Sene 2019, Fransa’da Yüksek Lisans eğitimimi tamamlamış, Fas’ta doktora kabulü almak için arayışlardaydım. Bu arada tabii bakanlık burs vermeyi kesmiş, burssuz durumda olduğum için arada para kazanmak adına iş başvurularına bakıyordum. Ancak bir yandan da konteksten kopmamak adına doktora başvuruları için araştırma önerisi yazmak istiyordum. Araştırma önerisi için kafamda Türk Diyaneti ile Fas Diyanetini karşılaştırmalı çalışacağım bir taslak vardı. Bu taslak için biraz temel okumalar yapmak adına kitaplar listelemiş, ancak biraz daha beklesem mi diye düşünüyordum. Ancak ne zaman böyle bir düşünce ya da arayış içine girsem hemen aklıma ablam gelirdi. Bir gün uyanıp yeter artık ya şu işi halledeyim diye karar verdikten sonra hemen ablamı aradım. “Ablacımmmm selamün aleyküm” diye baskılı bir giriş yapınca, “Evet canım, söyle ne istiyorsun yine?” demişti. Durumu anlatınca “Tamam listeyi yap, at bana. Ne de olsa kefilinim, bu süreci tamamlaman benim de işime geliyor” diyerek güldü. Son doğum günümde de pastaya “Oku oku vazgeçme, bizi mahvetme” diye not yazdırmıştı zaten.”

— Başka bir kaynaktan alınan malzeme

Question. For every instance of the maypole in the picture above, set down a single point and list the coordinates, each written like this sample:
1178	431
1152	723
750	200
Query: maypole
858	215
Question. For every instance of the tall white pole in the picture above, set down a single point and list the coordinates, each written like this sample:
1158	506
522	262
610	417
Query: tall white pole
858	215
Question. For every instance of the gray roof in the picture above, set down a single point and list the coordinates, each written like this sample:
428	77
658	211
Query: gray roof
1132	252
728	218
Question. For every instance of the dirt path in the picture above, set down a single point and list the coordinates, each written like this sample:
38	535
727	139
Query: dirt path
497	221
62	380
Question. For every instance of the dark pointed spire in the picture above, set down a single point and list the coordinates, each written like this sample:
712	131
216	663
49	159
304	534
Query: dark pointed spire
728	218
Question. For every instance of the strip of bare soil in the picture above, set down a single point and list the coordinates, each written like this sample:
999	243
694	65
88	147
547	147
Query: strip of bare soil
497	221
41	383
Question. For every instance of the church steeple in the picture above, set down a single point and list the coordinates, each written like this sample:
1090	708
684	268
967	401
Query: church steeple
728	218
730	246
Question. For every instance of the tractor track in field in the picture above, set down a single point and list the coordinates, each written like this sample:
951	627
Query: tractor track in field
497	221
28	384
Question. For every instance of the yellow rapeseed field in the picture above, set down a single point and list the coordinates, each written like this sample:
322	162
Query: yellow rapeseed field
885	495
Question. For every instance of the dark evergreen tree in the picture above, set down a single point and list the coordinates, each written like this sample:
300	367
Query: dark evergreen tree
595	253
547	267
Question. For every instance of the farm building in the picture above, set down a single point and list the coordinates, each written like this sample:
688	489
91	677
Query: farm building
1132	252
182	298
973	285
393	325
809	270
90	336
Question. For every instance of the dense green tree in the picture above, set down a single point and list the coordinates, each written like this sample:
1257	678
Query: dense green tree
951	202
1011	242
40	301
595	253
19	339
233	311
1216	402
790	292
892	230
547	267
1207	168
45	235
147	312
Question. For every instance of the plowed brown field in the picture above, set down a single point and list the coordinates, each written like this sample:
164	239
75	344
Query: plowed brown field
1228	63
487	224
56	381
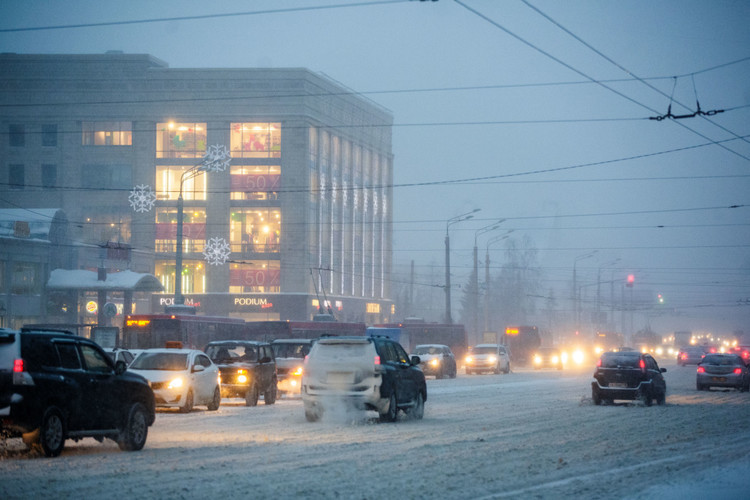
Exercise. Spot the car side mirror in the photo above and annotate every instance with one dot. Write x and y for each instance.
(120, 367)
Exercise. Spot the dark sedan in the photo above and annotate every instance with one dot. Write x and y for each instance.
(722, 370)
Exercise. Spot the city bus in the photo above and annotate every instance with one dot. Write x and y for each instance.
(522, 341)
(145, 331)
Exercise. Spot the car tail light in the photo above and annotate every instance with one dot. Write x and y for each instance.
(21, 377)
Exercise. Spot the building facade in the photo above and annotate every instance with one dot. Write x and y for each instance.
(303, 208)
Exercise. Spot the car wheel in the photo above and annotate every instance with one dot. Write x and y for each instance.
(416, 412)
(596, 397)
(392, 412)
(216, 401)
(133, 435)
(645, 397)
(251, 396)
(52, 432)
(269, 397)
(661, 398)
(188, 406)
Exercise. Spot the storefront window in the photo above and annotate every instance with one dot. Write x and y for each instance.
(258, 276)
(180, 140)
(193, 230)
(255, 182)
(168, 184)
(26, 278)
(107, 133)
(256, 140)
(193, 276)
(255, 230)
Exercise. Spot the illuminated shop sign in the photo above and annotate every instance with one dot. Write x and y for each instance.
(169, 301)
(261, 302)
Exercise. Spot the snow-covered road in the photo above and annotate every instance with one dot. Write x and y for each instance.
(524, 435)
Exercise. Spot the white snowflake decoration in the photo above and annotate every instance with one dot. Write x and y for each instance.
(216, 158)
(142, 198)
(217, 251)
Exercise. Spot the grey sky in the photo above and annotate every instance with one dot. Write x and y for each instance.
(492, 90)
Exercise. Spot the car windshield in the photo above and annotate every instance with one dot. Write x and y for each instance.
(291, 350)
(721, 360)
(341, 351)
(232, 353)
(487, 349)
(421, 350)
(172, 361)
(617, 359)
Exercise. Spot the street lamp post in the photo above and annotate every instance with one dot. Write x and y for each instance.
(449, 223)
(599, 286)
(487, 277)
(481, 230)
(576, 301)
(216, 159)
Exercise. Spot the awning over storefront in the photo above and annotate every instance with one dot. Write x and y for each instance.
(81, 279)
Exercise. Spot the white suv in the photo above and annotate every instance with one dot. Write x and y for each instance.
(371, 373)
(488, 358)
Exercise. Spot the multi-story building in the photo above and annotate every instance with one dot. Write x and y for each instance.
(303, 208)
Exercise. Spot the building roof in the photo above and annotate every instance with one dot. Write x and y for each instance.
(81, 279)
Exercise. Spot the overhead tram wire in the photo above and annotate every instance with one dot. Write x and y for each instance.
(204, 16)
(393, 91)
(598, 82)
(468, 180)
(621, 67)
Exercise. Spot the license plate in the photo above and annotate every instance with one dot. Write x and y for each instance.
(340, 378)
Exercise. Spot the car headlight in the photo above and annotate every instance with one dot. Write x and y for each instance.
(578, 356)
(175, 383)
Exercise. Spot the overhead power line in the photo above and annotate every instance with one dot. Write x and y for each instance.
(204, 16)
(579, 72)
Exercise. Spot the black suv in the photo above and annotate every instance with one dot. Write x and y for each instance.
(56, 386)
(628, 375)
(248, 369)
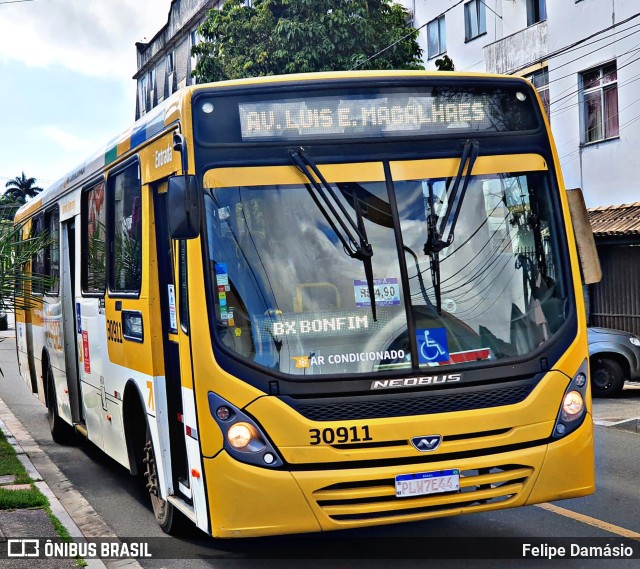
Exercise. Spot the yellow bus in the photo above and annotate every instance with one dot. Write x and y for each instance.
(322, 301)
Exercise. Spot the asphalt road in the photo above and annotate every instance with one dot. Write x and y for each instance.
(611, 513)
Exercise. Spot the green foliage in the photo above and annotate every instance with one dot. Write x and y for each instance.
(15, 257)
(274, 37)
(17, 191)
(20, 188)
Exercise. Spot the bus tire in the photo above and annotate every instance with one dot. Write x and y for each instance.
(170, 520)
(61, 432)
(607, 377)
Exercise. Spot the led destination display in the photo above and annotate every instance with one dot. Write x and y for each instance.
(395, 114)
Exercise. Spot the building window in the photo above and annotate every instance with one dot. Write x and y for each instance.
(600, 103)
(540, 80)
(436, 37)
(475, 19)
(536, 11)
(143, 95)
(170, 63)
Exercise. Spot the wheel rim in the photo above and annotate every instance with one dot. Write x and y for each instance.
(151, 474)
(602, 378)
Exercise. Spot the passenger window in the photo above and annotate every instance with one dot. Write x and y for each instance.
(94, 240)
(125, 196)
(38, 260)
(52, 251)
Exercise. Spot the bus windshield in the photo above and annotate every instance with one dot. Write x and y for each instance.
(288, 298)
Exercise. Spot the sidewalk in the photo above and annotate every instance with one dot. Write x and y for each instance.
(24, 524)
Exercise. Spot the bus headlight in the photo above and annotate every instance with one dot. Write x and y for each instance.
(572, 405)
(573, 408)
(243, 438)
(241, 435)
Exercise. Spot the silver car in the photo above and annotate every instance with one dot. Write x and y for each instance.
(614, 357)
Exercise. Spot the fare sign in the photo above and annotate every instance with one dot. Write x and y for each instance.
(391, 114)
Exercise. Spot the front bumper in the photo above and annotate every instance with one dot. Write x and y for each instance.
(247, 501)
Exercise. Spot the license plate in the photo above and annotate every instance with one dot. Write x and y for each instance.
(424, 483)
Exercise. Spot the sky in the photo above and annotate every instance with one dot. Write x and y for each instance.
(66, 86)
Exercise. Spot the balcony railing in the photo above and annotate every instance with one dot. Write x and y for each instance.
(517, 51)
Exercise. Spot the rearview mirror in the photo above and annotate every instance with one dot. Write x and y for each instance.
(587, 252)
(183, 207)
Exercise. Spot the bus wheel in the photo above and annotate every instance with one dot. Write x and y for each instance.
(61, 432)
(607, 377)
(169, 519)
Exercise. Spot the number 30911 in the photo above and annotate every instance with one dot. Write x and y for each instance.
(340, 435)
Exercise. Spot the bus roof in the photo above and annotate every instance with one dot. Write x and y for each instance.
(170, 111)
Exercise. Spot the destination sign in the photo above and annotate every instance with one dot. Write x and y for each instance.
(383, 115)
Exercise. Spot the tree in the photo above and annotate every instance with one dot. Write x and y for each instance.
(273, 37)
(20, 188)
(445, 63)
(17, 249)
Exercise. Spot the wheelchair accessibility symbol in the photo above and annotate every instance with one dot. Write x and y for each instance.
(432, 345)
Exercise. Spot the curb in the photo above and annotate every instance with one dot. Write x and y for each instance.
(72, 509)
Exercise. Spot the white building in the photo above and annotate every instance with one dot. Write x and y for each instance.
(584, 57)
(165, 63)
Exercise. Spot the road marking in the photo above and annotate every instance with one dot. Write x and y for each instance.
(590, 521)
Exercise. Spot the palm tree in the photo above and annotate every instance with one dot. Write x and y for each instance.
(20, 188)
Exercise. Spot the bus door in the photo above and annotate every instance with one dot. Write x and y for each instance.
(167, 263)
(24, 330)
(69, 319)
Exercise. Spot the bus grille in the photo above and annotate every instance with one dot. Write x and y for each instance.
(401, 407)
(376, 499)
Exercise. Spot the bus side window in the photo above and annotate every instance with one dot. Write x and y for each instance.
(52, 251)
(125, 221)
(94, 240)
(37, 261)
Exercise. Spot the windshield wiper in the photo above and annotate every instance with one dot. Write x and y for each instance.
(440, 236)
(351, 233)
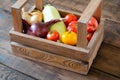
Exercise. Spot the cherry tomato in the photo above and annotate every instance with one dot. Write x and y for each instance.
(69, 18)
(69, 37)
(89, 36)
(54, 36)
(72, 26)
(92, 25)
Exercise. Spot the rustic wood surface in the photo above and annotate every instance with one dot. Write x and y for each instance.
(106, 65)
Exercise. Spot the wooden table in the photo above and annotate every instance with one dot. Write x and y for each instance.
(106, 66)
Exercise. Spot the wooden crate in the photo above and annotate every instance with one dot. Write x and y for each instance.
(74, 58)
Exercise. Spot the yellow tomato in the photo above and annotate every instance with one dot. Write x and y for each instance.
(69, 38)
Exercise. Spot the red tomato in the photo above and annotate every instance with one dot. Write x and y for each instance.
(92, 25)
(69, 18)
(89, 36)
(54, 36)
(72, 26)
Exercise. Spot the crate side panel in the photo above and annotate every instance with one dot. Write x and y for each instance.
(50, 46)
(51, 59)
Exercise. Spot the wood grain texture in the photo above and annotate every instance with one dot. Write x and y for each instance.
(45, 72)
(50, 46)
(108, 59)
(7, 73)
(16, 14)
(51, 59)
(81, 36)
(111, 11)
(112, 33)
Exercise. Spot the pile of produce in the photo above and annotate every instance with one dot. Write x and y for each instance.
(49, 24)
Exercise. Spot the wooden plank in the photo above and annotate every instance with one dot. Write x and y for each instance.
(112, 33)
(108, 59)
(50, 46)
(16, 14)
(45, 72)
(51, 59)
(7, 73)
(81, 36)
(94, 46)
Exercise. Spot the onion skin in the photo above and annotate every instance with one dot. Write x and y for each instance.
(41, 29)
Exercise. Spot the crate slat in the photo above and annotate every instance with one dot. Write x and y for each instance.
(51, 59)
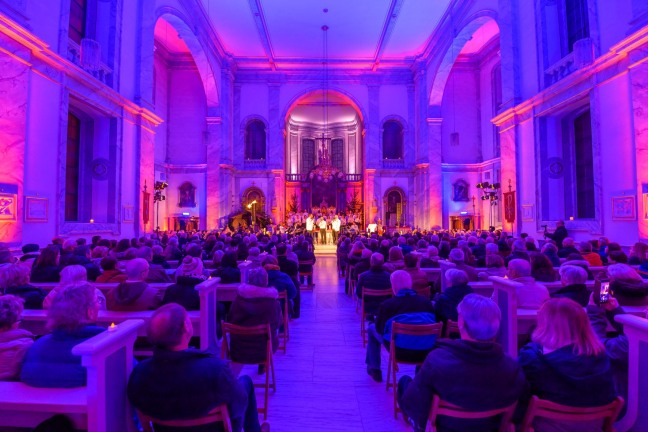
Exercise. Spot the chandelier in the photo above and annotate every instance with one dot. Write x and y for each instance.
(325, 171)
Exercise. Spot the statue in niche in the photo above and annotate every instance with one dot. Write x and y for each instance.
(460, 191)
(187, 195)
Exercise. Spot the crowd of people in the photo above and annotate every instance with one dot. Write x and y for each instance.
(569, 358)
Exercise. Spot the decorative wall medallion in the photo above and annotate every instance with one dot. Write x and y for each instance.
(555, 168)
(100, 169)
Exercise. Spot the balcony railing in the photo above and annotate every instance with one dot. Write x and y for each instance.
(102, 72)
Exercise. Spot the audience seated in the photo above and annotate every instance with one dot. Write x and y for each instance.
(420, 282)
(473, 372)
(49, 362)
(255, 304)
(134, 294)
(573, 279)
(47, 268)
(14, 279)
(180, 383)
(14, 342)
(566, 363)
(628, 287)
(183, 292)
(72, 275)
(457, 257)
(445, 306)
(110, 272)
(431, 260)
(532, 294)
(407, 306)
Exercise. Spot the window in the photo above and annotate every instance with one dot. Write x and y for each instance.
(72, 168)
(392, 140)
(76, 29)
(337, 153)
(577, 21)
(255, 140)
(584, 166)
(308, 155)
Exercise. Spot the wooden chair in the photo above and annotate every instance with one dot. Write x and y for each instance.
(285, 334)
(451, 328)
(392, 365)
(306, 274)
(443, 408)
(253, 332)
(553, 411)
(220, 414)
(368, 292)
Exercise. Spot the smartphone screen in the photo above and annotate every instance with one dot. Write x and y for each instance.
(604, 295)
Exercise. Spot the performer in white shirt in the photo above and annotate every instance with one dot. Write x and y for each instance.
(335, 225)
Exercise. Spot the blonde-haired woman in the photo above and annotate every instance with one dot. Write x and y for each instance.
(566, 363)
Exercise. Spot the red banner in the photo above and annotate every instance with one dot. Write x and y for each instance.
(509, 207)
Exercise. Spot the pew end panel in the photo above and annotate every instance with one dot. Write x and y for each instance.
(208, 319)
(636, 418)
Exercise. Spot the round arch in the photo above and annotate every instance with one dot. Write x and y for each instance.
(452, 48)
(180, 22)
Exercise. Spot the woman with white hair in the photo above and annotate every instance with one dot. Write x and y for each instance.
(14, 342)
(49, 362)
(567, 364)
(628, 287)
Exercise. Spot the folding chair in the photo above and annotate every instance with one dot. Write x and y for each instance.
(285, 334)
(367, 292)
(220, 414)
(399, 329)
(553, 411)
(443, 408)
(254, 332)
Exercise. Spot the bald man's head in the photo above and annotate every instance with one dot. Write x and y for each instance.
(167, 327)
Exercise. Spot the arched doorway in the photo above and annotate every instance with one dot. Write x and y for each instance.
(394, 203)
(324, 153)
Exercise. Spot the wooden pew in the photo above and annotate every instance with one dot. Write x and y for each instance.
(636, 418)
(101, 406)
(204, 321)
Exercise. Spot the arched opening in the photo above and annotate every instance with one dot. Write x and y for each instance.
(324, 153)
(183, 86)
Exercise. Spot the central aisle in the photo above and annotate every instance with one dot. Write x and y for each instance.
(322, 383)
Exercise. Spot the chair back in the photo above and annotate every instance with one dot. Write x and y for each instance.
(553, 411)
(220, 414)
(443, 408)
(246, 337)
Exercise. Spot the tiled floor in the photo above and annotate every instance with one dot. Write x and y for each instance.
(322, 383)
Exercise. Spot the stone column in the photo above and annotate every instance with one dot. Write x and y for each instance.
(435, 176)
(213, 195)
(14, 88)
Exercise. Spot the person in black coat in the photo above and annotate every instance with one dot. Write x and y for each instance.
(179, 382)
(567, 367)
(406, 301)
(573, 279)
(472, 372)
(445, 307)
(559, 234)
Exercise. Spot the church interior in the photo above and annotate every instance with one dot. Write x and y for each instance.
(327, 174)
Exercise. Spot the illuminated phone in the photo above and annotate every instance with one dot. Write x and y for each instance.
(604, 294)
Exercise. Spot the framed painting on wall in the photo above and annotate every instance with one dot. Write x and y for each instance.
(623, 208)
(8, 207)
(36, 209)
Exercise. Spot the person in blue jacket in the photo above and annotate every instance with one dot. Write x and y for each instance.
(49, 362)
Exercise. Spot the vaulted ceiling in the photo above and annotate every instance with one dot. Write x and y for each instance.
(288, 33)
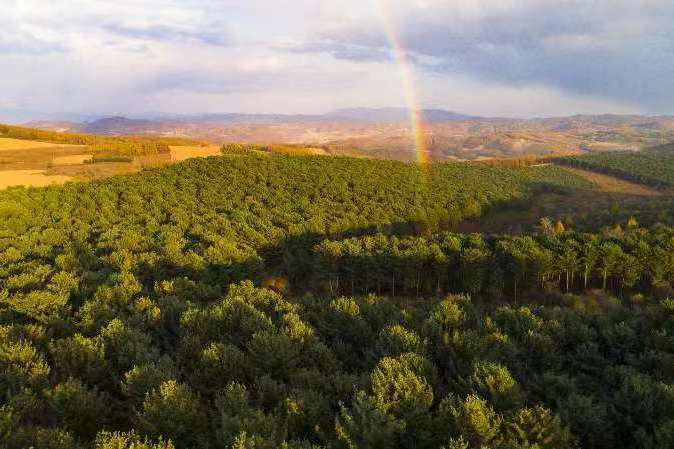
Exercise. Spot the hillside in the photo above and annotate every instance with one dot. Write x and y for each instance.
(301, 302)
(384, 133)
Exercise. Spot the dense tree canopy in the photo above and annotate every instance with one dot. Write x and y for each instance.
(132, 313)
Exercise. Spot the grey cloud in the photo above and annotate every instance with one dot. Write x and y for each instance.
(20, 42)
(607, 48)
(216, 37)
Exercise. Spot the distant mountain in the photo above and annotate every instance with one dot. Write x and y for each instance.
(369, 115)
(116, 125)
(385, 132)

Bursu kazandığım zamanda çok heyecanlanmıştı. Benim hep çok başarılı biri olmamı, istediğim ve hedeflediğim şeyleri başarmamı istemişti. Milli Eğitim Bakanlığı bursunu kazandığım zaman kefil lazım dediğimde de gülerek, arkanda babam olmasa bu iş bana mantıklı gelmiyor ama hadi olalım demişti. Evlilik sürecimde de çok heyecanlıydı. Her zaman, Burak için en iyisi olmasını isterdi. Bu durumu yakın arkadaşlarım da çok derinden hissederdi. Lisede yurtta kalırken, hafta sonu tatilinde en yakın arkadaşım Süleyman ile alışveriş yapmak için Olivium’a gitmiştik. Ablam da bana yardım etmek amacıyla bizimle gelmiş, bana elbiseler bakmış, istediğim şeyleri almış paketletmiş ve eve gitmiştik. Sonraki hafta, bu alışverişten çok etkilenen Süleyman yanıma gelip, “ulan var ya Burak o kadar çok ablam olmasını istedim ki tahmin bile edemezsin” demişti. Ama ablam Süleyman’a da ablalık yapmıştı. Devamlı birbirlerini arar, sorarlardı. Yeğenlerim devamlı Süleyman Dayı diye gezerdi ortalıkta.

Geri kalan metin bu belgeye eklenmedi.